Web Apps are the new black

Rands in Repose has written the best post about web apps I’ve read this year. I’ll pick out the highlights here and finish with some thoughts on re-inventing the page metaphor. Also you may want to check out the Web Apps Compendium v1.0, a great attempt at listing out all the main web apps on the Web today.

What is a web app? Simply defined, it’s a software program that runs in a Web browser (proper definition here). What are they good for? Rands explains that there are two main advantages of web applications:

1) Zero installation and no upgrades for the user.

2) Access anywhere with an Internet connection (which Rands terms “no baggage”)

The main benefits of web apps then are: they’re cheap to maintain and they empower users. So why, Rands asks, “aren’t they everywhere?”

Good question, but then I’ve met loads of developers who still think web apps are too limited in functionality, compared to desktop apps (applications you install on your PC). And that really is the main drawback of web apps – they’re constrained by the limitations of the browser. But wait, Rands might say – this is where Ajax comes in.

I like Rands’ concise definition of Ajax: “improved interactivity within web pages”. He believes that due to Ajax, “the interface of web applications can vastly exceed your expectations.” That’s certainly true of Gmail and Google Maps, still the two quintessential Ajax apps.

One thing I’m wondering though: with all the current activities around synchronization for desktop apps, is that lessening the gap between desktop apps and web apps in terms of “no baggage”? When I say synchronization, I mean desktop apps that use Internet connectivity to allow users to synch their data over more than one PC or application – which solves the “access anywhere” issue for desktop apps. An example is Newsgator Online. I’d be interested in hearing some developers opinions on that…

We’re Not in Pages Anymore, Toto!

The best part of Rands’ essay, for me, was this statement:

“Stop thinking of a web application as a collection of pages. The back button is not a bug in Ajax, it’s a flaw in the browser metaphor.”

This was one of the themes of the Web 2.0 for Designers article I co-wrote recently with Josh Porter. We wrote that the Web is no longer a collection of “pages”, but a flow of “microcontent” units distributed over dozens of domains. Rands refers to “objects” instead of microcontent, because he’s talking about web apps in a programmatic sense. I’m looking at it more from an information unit sense.

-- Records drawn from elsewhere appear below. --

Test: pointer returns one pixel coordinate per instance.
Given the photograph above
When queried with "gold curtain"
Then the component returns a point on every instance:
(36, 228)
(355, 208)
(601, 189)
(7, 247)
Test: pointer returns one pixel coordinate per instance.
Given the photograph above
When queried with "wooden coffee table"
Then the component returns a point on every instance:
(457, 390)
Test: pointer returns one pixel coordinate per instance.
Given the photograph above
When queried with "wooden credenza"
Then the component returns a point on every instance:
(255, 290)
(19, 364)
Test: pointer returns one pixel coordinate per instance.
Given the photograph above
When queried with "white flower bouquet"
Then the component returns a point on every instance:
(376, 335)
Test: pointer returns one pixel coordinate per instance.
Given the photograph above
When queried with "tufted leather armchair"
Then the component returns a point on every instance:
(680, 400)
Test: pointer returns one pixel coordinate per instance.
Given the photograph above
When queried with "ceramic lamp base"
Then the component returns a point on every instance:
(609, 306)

But we’re essentially on the same, er… page.

In summary – web apps today are aggregators, remixers, search interfaces, tagging and bookmarking apps, news services, and much more. It’s all microcontent and so I have to agree with Rands and say that the back button is less relevant in web apps today. Often we don’t want to go back to the previous page – we want to re-aggregate information, or re-contextualize, or do another search, or remix data, etc. In Web 2.0 we need an interaction framework that overcomes the “page” metaphor and recognizes that we’re dealing in much smaller and more fluid units of information.